Friday, June 02, 2006

Benchmarking results of mysql, lucene and sphinx...

Finally i was able to do a benchmark of the 3 search engines
- mysql fulltext search
- lucene search engine
- sphinx www.sphinxsearch.com

I came across sphinx while doing a search on full text search engines. It is a very good engine. Few points regarding sphinx
-> Very simple to configure, create index and search
-> Very easy to integrate with php and mysql. APIs for the same are also available. I was able to build index and search using sphinx in a few hours.
-> The index which has been created is a combination of all fields of mysql. There is no distinction between different fields being searched. So you can perform search on an index and not on different fields of the index.
-> Of course since its source code is available, the searching process can be customized according to your needs. Moreover 0.9.6 version which is under development will be providing field wise search.
-> Since this is in C, it is supposed to be faster as compared to lucene.

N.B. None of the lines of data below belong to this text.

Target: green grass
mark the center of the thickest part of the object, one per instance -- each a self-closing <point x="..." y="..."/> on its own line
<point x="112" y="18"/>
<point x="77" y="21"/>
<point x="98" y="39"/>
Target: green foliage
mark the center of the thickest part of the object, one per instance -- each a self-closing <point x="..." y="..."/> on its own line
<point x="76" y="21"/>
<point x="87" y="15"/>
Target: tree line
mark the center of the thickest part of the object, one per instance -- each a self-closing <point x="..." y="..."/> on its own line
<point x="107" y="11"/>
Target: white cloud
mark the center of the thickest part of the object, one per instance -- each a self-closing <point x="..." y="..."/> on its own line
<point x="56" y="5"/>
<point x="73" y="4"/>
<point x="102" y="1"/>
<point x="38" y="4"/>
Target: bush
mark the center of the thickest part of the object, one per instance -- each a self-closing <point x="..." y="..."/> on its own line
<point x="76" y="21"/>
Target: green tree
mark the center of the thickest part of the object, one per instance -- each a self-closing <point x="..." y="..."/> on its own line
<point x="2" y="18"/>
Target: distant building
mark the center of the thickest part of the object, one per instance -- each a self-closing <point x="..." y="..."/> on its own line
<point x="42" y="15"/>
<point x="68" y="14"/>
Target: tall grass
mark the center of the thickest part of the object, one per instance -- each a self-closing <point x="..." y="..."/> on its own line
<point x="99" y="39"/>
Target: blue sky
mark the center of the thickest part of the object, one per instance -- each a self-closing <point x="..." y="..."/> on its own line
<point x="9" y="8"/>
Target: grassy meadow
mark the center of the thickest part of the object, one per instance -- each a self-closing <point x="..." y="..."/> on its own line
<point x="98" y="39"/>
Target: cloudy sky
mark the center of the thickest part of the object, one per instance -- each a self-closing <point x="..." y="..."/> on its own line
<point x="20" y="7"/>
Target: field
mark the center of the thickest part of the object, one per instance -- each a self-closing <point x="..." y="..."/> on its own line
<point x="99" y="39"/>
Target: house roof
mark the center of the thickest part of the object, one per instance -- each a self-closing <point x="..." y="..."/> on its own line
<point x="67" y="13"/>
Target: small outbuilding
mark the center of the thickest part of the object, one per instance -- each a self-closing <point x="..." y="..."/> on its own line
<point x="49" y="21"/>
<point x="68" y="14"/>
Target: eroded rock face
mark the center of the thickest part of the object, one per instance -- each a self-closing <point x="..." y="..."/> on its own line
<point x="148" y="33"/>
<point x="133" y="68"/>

I did the benchmarking on my own laptop. It is a dell Inspiron 700m running linux (fedora core 4) kernel 2.6.11. Configuration of the m/c ==>>
Processor : Intel(R) Pentium(R) M processor 1.60GHz
Cache size : 2048 KB
Memory : 512 MB

I got down a table containing 1 Lakh (100,000) records. The data size was 456 MB. And created index on some fields from the table.

INDEXING TIME

Mysql Version - 5.1.9 (Beta)
Stop words : Built in
Indexing words of length >=2 & <=84 ( There is a feature in mysql only which allows you to specify the min & max length of words you want to index. By default min length is 4. I changed it to 2 so that i can index words like net, php, hr etc. If you want to index all words, change this to 1.
Indexing time : 1440 seconds
Index size : 263 MB (456 MB data - remains same).

Lucene Version - 1.9.1
Stop words : 660 general words (like is, if, this etc...)
Indexing time : 2761 seconds (default configuration was used during indexing. There are certain parameters like mergefactor and maxmergedocs using which indexing can be tuned to work much faster. Though it may result in Too Many Open Files error in linux.
Index Size : 109 MB (No data is stored. Had stored only the unique id of each document using which i can retrieve the document later.)

Sphinx Version - 0.9.5
Stop words : NONE
Indexing time : 246 seconds (using default configuration. Dont have much idea whether indexing can be tuned.)
Index Size : 211.1 MB (3.1 MB Index - .spi file + 208 MB Data - .spd file).
3.1 MB of index looks extremely good. Also in case of sphinx, there is no need to maintain separate id for retrieval of data, since the unique id of your data is maintained in the index. As compared to lucene where you have to maintain a separate id and enforce uniqueness on it with your program. The indexing time and data compression are both good.

SEARCH TIME

The searches done were using scripts. I did a number of searches on randomly selected words and then came out with an average time. In case of lucene and mysql, the search was done on 2 fields with an OR between them. In case of sphinx the search was done on the complete index.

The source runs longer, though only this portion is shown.